A starting point for the artefact-based approach to discovery machines is to identify an apparatus and learn whether its uses led to a cascade of discovery claims. If so, then it can be regarded as a discovery machine. Further research might make for an interesting archaeological project that focused on its development and later uses. Apparatus that might be suitable for case studies include Geissler tubes, X-ray tubes, spectrometers, lasers and gene sequencers. In earlier societies, one might consider fire, cooking pots, pipes for smoking and distillation apparatuses as possible discovery machines.
I contend that there are many relationships between archaeology and science. Archaeometry describes only the one-way flow of information and instruments from other sciences into archaeology. But many relationships are actually two-way and long-standing. Indeed, archaeological research has for much of the past century provided evidence and inferences useful to sciences across the disciplinary spectrum, from earth sciences to biology.

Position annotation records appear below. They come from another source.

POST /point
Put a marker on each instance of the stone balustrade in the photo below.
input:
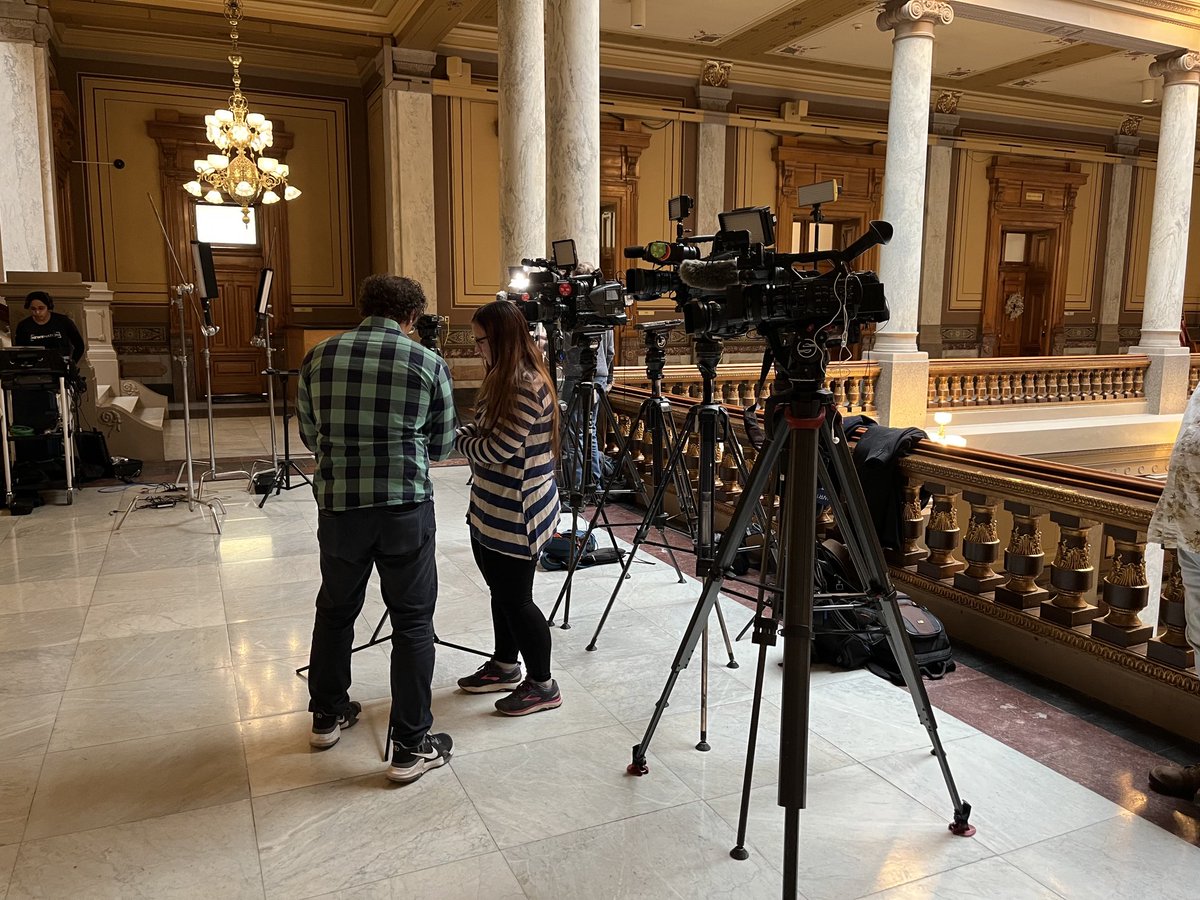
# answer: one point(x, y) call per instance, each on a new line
point(1037, 555)
point(958, 383)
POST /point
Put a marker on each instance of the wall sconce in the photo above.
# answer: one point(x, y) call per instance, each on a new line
point(637, 13)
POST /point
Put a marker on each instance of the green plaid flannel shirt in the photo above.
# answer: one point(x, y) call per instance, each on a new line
point(375, 407)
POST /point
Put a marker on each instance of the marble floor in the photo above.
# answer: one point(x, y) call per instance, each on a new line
point(154, 744)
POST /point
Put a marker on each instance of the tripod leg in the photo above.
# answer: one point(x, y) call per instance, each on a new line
point(725, 553)
point(843, 486)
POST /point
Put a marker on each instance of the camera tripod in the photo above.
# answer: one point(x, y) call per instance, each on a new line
point(810, 447)
point(580, 487)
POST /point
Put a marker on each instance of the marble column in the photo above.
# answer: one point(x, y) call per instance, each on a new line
point(1167, 381)
point(903, 387)
point(573, 107)
point(1116, 250)
point(522, 77)
point(937, 221)
point(711, 154)
point(28, 227)
point(408, 167)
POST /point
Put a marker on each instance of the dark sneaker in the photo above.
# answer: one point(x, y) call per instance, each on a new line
point(528, 697)
point(409, 763)
point(1176, 780)
point(327, 730)
point(491, 677)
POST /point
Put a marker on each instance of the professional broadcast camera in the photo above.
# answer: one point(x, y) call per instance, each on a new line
point(547, 292)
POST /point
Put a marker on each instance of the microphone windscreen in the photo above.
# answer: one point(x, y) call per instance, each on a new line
point(708, 275)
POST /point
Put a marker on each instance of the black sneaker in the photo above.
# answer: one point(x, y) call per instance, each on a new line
point(409, 763)
point(528, 697)
point(327, 730)
point(491, 677)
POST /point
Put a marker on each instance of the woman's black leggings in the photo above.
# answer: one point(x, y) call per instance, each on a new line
point(520, 625)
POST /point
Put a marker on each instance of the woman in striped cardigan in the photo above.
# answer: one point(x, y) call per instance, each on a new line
point(514, 504)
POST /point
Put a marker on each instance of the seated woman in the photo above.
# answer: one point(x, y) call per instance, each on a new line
point(514, 504)
point(46, 328)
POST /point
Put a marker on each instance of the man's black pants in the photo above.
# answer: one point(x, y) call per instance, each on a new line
point(400, 543)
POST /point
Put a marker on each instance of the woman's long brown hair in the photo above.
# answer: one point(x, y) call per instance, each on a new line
point(515, 357)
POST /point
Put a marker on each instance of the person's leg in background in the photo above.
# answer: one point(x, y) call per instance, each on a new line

Beyond supplying examples of the latter relationships, this paper identified a large research realm called ‘the archaeology of science’. A traditional part of this diverse realm is the study of scientific activities and knowledge in any time or place through experiments, ethnoarchaeology and archaeometry. Such research in many prehistoric and historic societies has led to the modelling of recipes for behavioural processes such as artefact manufacture and use. Archaeologists also employ survey and excavation to examine the material remains of early modern and modern science, which has, for example, illuminated the materiality of once-secret activities.
We may also apply an artefact-based perspective to widespread scientific processes such as discovery. The aim is to create generalisations—a science of ‘sciencing’, to use Leslie White’s (1949: 3) neologism—that may contribute to the resolution of long-standing problems in science studies. To illustrate this potential, I presented the ‘discovery machine’ model, which helps to explain the productivity of certain lines of research, accounts for some instances of independent discoveries and raises questions about how credit for specific discoveries is allocated.
The notion of the archaeology of science, then, calls attention to both ongoing research as well as future opportunities. As we undertake additional studies, perhaps our artefact-informed inferences and generalisations can contribute to discussions of science taking place across the academy and among shapers of public policy.